D’abord, dans un premier temps, les deux comédiens font une lecture théâtralisée d’un conte suivie d’un débat, ensuite dans un second temps, la classe est divisée en deux pour écrire et pour finir les élèves participent à un atelier théâtre.

La lecture théâtralisée est celle d’un conte du fabuliste indien Bidpaï qui inspira Esope et Jean de la Fontaine pour leurs fables animalières, une fable vieille de plus de 2200 ans revisitée par Ramsay Wood. Elle s’intitule le chameau, le lion, le léopard, le corbeau et le chacal.Elle commence ainsi :
"Il était une fois un jeune chameau malade (...) recueilli par un lion qui, en tant que roi, avait à cœur d’être tenu pour juste et bon (...). Tout allait bien, et le temps passait comme coule la rosée sur la feuille. Jusqu’au jour où……. le lion fut blessé par un énorme éléphant mâle.
A la fin, du conte, le chameau pour permettre la survie de tous, se sacrifie, le lion son protecteur, détourne la tête.
Après la lecture, les élèves sont invités à réfléchir aux mécanismes de violence et d’exclusion qui perdurent dans nos sociétés et qui consistent à désigner ou à être désigné bouc émissaire. Pour nourrir leur réflexion, d’une manière pédagogique, les comédiens font appel aux analyses de l’anthropologue René Girard. Dans tous ses écrits, il cherche à répondre à deux questions :d’où naît la violence ? Comment expliquer que cette violence n’entraîne pas la destruction de nos sociétés ?
l’origine de la violence est liée au désir mimétique, au désir d’imiter ce que l’autre désire, de posséder ce que possède autrui. Ainsi le désir est triangulaire, il naît et se nourrit de l’imitation.
Le désir mimétique explique la violence de nos sociétés depuis la nuit des temps. Le bouc émissaire est dans nos sociétés le souffre douleur, il permet de libérer l’agressivité, de ressouder la communauté autour d’une paix retrouvée : de passer de tous contre tous à tous contre un.
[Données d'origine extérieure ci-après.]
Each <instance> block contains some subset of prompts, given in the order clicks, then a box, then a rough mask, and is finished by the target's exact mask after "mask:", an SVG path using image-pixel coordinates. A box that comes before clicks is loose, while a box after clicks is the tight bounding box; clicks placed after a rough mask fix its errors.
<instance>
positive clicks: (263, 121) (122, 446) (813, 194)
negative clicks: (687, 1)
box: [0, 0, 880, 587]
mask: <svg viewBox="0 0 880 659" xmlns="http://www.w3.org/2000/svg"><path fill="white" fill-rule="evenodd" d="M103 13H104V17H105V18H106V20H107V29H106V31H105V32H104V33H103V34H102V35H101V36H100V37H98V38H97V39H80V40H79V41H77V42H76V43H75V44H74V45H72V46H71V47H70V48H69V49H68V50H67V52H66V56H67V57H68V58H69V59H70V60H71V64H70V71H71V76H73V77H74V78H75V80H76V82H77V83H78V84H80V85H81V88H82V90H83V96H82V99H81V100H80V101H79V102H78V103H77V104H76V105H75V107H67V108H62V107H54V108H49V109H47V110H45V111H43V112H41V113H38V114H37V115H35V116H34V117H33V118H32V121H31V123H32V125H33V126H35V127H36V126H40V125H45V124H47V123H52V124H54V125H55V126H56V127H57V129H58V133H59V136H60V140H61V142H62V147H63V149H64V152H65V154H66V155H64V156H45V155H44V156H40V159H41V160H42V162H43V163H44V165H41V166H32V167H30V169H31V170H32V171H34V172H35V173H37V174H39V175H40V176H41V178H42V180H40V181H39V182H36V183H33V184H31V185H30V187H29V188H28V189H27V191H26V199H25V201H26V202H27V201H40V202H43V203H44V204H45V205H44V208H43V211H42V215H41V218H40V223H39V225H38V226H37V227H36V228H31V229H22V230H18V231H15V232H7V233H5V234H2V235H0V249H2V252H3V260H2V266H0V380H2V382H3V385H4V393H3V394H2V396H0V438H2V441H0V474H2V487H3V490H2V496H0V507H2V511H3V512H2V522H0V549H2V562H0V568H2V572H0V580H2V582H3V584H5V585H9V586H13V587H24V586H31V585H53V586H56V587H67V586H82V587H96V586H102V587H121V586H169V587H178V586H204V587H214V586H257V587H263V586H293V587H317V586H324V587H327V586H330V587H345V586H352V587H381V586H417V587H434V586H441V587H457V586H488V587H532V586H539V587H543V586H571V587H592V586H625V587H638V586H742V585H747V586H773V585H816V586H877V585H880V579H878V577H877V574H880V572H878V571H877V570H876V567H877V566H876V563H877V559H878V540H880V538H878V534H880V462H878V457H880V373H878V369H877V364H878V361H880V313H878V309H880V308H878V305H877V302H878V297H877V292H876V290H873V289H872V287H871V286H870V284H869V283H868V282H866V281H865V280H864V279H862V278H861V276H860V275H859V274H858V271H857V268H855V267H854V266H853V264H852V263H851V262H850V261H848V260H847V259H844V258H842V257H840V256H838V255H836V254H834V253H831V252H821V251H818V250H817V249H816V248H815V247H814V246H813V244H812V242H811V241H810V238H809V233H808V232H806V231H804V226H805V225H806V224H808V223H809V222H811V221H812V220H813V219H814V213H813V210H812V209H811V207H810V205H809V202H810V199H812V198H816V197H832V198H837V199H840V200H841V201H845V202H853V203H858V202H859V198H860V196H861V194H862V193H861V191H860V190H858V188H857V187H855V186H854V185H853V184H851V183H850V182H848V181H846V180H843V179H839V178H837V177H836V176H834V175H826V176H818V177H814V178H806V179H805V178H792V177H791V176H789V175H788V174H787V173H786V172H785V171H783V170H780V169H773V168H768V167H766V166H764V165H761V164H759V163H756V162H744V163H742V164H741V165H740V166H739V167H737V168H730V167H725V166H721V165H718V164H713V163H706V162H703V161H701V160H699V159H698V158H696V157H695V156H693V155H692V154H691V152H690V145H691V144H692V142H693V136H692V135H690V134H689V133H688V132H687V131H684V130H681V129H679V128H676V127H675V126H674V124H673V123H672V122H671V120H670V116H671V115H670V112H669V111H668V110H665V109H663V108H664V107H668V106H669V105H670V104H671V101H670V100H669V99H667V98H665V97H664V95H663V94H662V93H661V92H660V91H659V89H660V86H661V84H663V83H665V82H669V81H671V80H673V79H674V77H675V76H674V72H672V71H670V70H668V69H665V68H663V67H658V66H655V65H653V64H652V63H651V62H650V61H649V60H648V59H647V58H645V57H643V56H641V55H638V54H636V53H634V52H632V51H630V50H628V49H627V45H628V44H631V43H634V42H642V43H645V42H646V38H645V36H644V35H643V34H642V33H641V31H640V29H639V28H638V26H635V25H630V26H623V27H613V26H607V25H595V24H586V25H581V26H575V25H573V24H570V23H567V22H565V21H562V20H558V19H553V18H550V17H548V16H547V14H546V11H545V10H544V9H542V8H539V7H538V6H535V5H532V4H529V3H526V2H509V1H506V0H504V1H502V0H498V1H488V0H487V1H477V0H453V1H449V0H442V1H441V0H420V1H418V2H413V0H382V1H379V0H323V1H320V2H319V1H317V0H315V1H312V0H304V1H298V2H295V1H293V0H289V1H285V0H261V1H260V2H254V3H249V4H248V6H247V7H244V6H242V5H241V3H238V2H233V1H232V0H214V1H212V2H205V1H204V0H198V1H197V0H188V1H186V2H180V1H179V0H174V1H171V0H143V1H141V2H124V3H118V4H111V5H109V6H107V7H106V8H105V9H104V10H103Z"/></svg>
Ainsi le sens figuré de bouc émissaire n’est pas très éloigné du sens premier religieux : le sacrifice d’un animal pour expier les pêchés. L’animal ou l’homme joue le rôle de fusible. Comme dans la fable, le bouc émissaire endosse sans protester la responsabilité collective qu’on lui impute. Le choix du bouc émissaire ne se fait pas au hasard, il doit répondre à trois ou quatre critères.
-Il est remarquable dans le sens où il se distingue du groupe, il se remarque
 Le groupe est convaincu de la responsabilité du bouc émissaire
 La fabrication du bouc émissaire est inconsciente

Dans la fable de Bidpaï, le chameau est remarquable. I l a une culture différente, c’est un végétarien, une bête de somme alors que le léopard, le chacal et le corbeau peuvent être considérés comme les conseillers du roi.
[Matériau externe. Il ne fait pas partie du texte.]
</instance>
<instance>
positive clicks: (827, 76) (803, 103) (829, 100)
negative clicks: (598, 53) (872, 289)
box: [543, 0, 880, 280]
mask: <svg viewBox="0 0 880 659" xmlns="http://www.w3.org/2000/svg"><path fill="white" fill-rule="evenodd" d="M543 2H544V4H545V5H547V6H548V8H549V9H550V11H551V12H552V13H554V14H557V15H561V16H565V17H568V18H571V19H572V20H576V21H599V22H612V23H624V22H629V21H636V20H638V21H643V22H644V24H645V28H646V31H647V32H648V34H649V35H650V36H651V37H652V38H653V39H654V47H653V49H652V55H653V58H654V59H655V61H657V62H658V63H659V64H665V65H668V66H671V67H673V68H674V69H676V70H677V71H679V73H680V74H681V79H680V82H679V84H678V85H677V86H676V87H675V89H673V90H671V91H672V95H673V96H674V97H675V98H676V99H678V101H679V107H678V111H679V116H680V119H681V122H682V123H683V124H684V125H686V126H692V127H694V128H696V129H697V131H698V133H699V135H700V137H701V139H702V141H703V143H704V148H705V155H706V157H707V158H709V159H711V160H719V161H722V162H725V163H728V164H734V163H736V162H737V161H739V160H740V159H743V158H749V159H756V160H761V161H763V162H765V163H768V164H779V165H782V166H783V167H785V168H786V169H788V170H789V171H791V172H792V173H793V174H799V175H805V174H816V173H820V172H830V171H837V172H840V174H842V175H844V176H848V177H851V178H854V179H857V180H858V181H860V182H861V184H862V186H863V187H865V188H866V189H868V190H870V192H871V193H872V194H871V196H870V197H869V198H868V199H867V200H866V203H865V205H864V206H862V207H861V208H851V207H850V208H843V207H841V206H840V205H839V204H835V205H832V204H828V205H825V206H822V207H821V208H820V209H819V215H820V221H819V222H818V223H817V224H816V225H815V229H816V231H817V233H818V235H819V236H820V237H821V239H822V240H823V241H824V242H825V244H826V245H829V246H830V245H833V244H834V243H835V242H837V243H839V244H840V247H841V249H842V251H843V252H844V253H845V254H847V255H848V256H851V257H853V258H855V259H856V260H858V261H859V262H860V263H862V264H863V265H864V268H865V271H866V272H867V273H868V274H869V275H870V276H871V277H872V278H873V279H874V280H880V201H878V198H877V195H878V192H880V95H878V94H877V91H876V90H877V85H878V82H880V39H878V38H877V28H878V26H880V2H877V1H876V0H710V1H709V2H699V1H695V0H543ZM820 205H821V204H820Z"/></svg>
Après la lecture, la classe a été divisée en deux pour écrire.
Comme un bouc émissaire n’est jamais choisi au hasard, comme c’est toujours celui qui est le plus distant par rapport au groupe, les élèves dans un premier temps ont listé quatre ou cinq critères en lien avec le bouc émissaire puis ils ont rédigé un texte dans lequel ils se sont mis dans la peau d’un bouc émissaire du lever jusqu’à la récréation du matin.
Très souvent, le bouc émissaire choisi se distingue du groupe par son apparence physique. Il est mis à l’écart parce qu’il est considéré comme trop petit ou trop grand, trop gros ou trop maigre parce qu’il a des cheveux frisés et qu’il a une couleur de peau différente. Il est également rejeté si sa tenue vestimentaire n’est pas à la mode, il est important pour être dans la norme, de porter des habits de marque et de pouvoir en changer souvent . Sur le plan scolaire, le très bon élève est mis à l’index. Il en est de même pour tous ceux qui trop timides ne savent pas se défendre ou qui sont trop pessimistes. Pour tous ces élèves qui ne rentrent dans le moule du collégien lamda, une journée peut se transformer en véritable cauchemar. Se préparer le matin est un véritable parcours du combattant. Le bouc émissaire a « un mental triste », la « boule au ventre », n’ arrive pas à se lever, ne supporte pas l’image que le miroir lui renvoie, a des difficultés à choisir ses habits. Pour ne pas se retrouver face aux autres, il multiplie les stratégies d’évitement : en arrivant à la dernière minute au collège, ou encore en retard, en se réfugiant aux toilettes ou encore à l’infirmerie. Il est victime de moqueries, d’insultes dans les couloirs : « Oh pardon je ne t’avais pas vu, tu as la même taille que celle de mon sac. Même pendant les cours, il n’est pas serein. Il n’est pas rare qu’il reçoive des stylos, des boulettes de papier. Il est souvent assis tout seul, au premier rang. Pendant la récréation, aux moqueries peuvent se rajouter des coups, des actes d’intimidation. On l’encercle, le menace, on oblige le bon élève, traité de » payot », « d’intello » à donner les bonnes réponses
Face aux menaces et aux insultes, il se tait, il est rarement protégé par un ou une amie. Il rêve d’en parler à son père ou sa mère mais seulement en rêve, en réalité, il garde le silence.
Les textes ont été rédigés d’une manière anonyme puis ont été lus.
Ensuite dans un second temps consacré à l’écriture, par une dizaine de phrases commençant par :
Moi , je………………
Les autres,……
les élèves ont progressivement dessiné leur autoportrait.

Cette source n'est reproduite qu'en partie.